The Skyline Interns got to know a local park, Redwood Regional Park, which in only minutes away from their campus. The interns learned the location of a few trailheads and hiked around. Students practice safe hiking and trail etiquette.
Familiarity and comfort with local parks is important for promoting park use and access to nature. Visiting a natural recreation area can be a part of a healthy active lifestyle and can reduce stress. Well maintained and accessible parks are important for making great cities.
The interns will soon return to one trail they hiked at the park, Fern Ravine, to participate in a restoration project with Friends of Sausal Creek.
For the last couple meetings, the Skyline Interns have practiced their data collection skills by creating an inventory of the trees on their school campus.
The students measured the diameter of trees, recording the GPS coordinates, identified the species, and took a picture of the tree. This data can be used to track the number, growth rate, and health of trees in an specified area. It can also help determine when and where to add more trees to an area. Soon the students will use this tree data to calculate the amount of carbon the trees are sequestering as part of their air quality initiative.

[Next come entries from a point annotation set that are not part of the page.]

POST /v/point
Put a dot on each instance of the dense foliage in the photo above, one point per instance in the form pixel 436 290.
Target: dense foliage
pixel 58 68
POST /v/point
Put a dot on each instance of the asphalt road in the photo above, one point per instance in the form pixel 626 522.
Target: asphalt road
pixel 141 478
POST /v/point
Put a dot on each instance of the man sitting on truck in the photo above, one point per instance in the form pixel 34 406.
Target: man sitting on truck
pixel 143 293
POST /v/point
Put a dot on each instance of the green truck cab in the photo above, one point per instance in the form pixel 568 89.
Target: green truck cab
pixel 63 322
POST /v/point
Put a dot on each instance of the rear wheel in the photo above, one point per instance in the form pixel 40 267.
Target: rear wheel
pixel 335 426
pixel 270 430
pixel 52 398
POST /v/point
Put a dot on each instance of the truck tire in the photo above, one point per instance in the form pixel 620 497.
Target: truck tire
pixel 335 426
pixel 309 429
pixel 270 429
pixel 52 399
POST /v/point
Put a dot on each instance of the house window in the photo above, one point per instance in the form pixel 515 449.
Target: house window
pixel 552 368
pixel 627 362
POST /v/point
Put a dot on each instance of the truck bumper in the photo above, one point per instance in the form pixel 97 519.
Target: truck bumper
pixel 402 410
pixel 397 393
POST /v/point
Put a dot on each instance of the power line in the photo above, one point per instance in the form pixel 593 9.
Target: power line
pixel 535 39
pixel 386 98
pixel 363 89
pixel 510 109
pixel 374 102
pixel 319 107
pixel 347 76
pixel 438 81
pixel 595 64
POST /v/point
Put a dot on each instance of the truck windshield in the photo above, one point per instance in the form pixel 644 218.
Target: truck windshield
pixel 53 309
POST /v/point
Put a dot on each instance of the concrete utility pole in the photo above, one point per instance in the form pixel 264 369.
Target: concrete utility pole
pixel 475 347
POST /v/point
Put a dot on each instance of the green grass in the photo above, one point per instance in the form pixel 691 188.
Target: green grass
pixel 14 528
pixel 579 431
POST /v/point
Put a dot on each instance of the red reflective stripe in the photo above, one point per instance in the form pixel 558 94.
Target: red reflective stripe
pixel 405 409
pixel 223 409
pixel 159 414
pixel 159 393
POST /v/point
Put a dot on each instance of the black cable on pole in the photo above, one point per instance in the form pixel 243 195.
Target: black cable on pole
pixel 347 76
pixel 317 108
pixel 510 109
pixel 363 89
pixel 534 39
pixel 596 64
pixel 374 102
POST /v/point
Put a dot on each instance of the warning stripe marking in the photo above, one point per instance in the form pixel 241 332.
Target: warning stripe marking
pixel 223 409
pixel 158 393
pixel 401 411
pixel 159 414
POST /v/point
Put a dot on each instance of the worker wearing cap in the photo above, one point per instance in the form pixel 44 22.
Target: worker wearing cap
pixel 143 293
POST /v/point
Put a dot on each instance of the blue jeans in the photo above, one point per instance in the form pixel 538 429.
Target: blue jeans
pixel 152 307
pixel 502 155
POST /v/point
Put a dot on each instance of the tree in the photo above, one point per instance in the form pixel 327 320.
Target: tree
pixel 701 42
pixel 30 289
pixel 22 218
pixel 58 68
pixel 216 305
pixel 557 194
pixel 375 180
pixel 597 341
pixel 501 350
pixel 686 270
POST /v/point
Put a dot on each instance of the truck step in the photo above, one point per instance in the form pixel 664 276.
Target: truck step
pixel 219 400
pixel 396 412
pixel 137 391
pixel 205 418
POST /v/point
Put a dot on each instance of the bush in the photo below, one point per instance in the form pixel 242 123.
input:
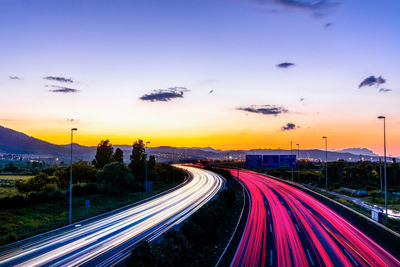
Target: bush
pixel 116 178
pixel 87 189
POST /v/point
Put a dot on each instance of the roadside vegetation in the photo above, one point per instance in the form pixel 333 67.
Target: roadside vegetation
pixel 201 239
pixel 30 205
pixel 363 177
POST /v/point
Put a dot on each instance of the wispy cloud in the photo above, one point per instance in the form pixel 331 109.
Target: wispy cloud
pixel 285 65
pixel 265 109
pixel 61 89
pixel 59 79
pixel 316 7
pixel 385 90
pixel 372 80
pixel 165 95
pixel 289 126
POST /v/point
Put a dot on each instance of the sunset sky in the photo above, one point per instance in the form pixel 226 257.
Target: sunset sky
pixel 202 72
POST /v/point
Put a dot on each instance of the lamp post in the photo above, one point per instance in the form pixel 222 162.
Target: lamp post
pixel 70 178
pixel 145 185
pixel 291 154
pixel 326 161
pixel 384 159
pixel 380 174
pixel 298 165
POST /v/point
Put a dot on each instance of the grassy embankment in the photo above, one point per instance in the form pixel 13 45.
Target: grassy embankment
pixel 200 240
pixel 23 222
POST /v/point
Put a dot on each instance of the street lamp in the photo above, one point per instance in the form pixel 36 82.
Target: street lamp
pixel 291 153
pixel 384 159
pixel 326 161
pixel 146 148
pixel 298 165
pixel 70 178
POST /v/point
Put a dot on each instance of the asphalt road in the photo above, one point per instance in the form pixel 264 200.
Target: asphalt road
pixel 287 227
pixel 109 239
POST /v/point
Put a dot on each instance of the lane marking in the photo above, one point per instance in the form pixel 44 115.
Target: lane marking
pixel 309 256
pixel 270 259
pixel 351 257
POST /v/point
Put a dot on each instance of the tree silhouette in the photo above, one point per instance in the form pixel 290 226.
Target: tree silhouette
pixel 104 154
pixel 138 160
pixel 118 155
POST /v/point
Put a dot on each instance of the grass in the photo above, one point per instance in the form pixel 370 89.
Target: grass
pixel 17 224
pixel 392 223
pixel 16 177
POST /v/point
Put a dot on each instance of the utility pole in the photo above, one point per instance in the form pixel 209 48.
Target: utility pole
pixel 146 149
pixel 298 165
pixel 326 162
pixel 291 154
pixel 380 174
pixel 384 161
pixel 70 179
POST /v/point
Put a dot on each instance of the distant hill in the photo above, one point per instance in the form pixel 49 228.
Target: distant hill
pixel 19 143
pixel 360 151
pixel 14 142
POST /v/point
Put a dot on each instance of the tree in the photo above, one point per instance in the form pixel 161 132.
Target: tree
pixel 82 172
pixel 104 154
pixel 116 177
pixel 36 184
pixel 118 155
pixel 138 160
pixel 152 162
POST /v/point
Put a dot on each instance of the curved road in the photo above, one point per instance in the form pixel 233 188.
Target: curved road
pixel 287 227
pixel 109 239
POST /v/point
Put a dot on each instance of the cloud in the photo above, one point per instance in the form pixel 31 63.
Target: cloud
pixel 59 79
pixel 285 65
pixel 164 95
pixel 317 7
pixel 265 109
pixel 372 80
pixel 61 89
pixel 289 126
pixel 385 90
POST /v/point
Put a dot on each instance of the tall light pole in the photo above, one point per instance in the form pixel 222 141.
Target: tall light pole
pixel 145 185
pixel 384 159
pixel 326 161
pixel 291 153
pixel 70 178
pixel 298 165
pixel 380 174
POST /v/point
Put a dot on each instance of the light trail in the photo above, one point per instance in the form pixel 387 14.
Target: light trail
pixel 287 227
pixel 109 239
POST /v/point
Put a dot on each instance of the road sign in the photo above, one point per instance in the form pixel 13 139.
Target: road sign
pixel 253 161
pixel 287 161
pixel 270 161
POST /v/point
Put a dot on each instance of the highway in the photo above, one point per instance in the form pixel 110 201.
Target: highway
pixel 107 240
pixel 287 227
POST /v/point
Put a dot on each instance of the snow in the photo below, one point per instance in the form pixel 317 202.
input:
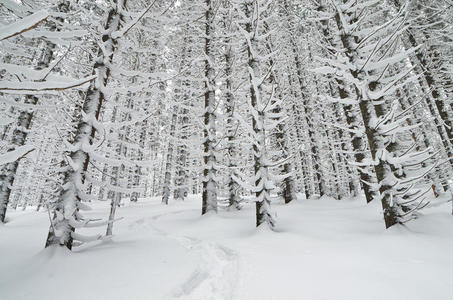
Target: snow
pixel 321 249
pixel 16 154
pixel 23 25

The skill of accurately recording and organizing data extends beyond just collecting data on trees. It is a valuable skill that applies across scientific fields and other non science specific disciplines.

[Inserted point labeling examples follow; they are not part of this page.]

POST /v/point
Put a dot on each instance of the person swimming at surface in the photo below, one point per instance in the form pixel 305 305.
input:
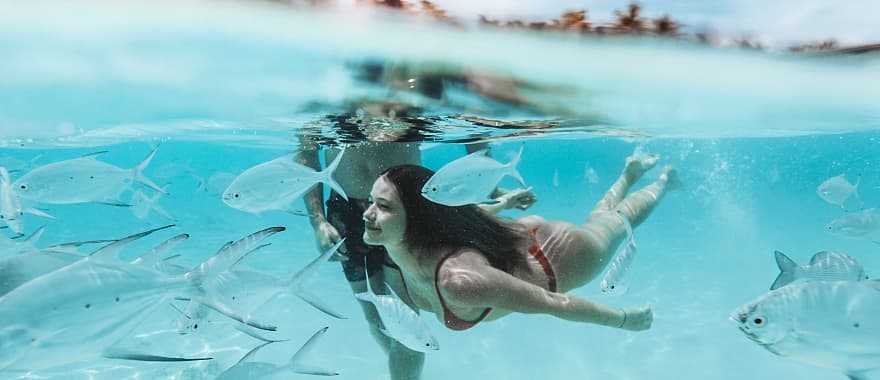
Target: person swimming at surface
pixel 466 265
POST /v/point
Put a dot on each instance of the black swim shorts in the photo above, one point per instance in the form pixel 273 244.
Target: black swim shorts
pixel 347 218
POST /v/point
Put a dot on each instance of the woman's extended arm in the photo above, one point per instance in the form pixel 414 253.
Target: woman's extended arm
pixel 486 286
pixel 519 198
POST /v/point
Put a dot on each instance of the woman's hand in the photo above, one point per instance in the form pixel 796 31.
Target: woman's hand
pixel 518 198
pixel 327 236
pixel 637 319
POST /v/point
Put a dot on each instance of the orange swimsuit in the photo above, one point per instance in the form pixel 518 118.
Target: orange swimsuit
pixel 453 322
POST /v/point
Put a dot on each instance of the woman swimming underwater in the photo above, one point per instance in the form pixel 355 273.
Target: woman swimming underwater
pixel 466 265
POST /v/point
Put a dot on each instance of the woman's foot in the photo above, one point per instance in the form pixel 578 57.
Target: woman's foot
pixel 638 163
pixel 670 177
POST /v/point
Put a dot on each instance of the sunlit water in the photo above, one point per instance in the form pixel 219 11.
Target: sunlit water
pixel 752 135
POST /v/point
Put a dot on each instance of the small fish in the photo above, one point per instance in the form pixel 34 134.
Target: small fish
pixel 836 190
pixel 828 324
pixel 615 282
pixel 11 211
pixel 9 247
pixel 590 175
pixel 142 205
pixel 276 184
pixel 824 266
pixel 400 322
pixel 216 183
pixel 245 369
pixel 469 180
pixel 81 180
pixel 864 224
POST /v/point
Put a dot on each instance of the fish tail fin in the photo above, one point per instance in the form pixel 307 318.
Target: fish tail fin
pixel 297 283
pixel 787 270
pixel 208 273
pixel 296 361
pixel 138 172
pixel 512 166
pixel 327 175
pixel 230 254
pixel 38 212
pixel 4 176
pixel 35 235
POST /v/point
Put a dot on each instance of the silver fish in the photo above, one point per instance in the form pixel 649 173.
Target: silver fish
pixel 276 184
pixel 81 180
pixel 10 247
pixel 470 179
pixel 245 369
pixel 837 190
pixel 247 290
pixel 828 324
pixel 863 224
pixel 400 322
pixel 87 308
pixel 824 266
pixel 614 282
pixel 19 269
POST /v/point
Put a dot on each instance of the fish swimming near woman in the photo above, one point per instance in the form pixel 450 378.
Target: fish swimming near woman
pixel 246 369
pixel 863 224
pixel 89 307
pixel 614 282
pixel 824 266
pixel 11 211
pixel 82 180
pixel 247 290
pixel 828 324
pixel 276 184
pixel 400 321
pixel 470 179
pixel 837 190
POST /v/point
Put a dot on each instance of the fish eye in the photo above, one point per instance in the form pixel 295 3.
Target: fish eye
pixel 759 321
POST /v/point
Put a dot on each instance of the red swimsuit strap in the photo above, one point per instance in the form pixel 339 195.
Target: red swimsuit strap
pixel 536 252
pixel 452 321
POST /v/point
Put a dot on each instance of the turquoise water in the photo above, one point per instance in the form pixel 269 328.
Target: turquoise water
pixel 752 135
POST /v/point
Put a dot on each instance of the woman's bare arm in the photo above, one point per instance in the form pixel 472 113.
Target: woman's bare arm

The Interns will soon be able to use their data collection experience in a few upcoming projects to help local governments collect data on their trees.
The Skyline interns practiced their finest field sketches of the large and various trees on their campus. Drawing trees helps focus on the small details, and can help reveal subtle differences among tree parts to aid in identifying different tree species. For example, while the carbo tree has an ordinary oval shaped leaf, the interns noticed that the leaves have a small indent on their tip.
Students are practicing their tree identification skills in preparation for making a tree inventory on their campus, and collecting data for some local government. A tree inventory is a collection of tree information, and the tree species is one of the important criteria.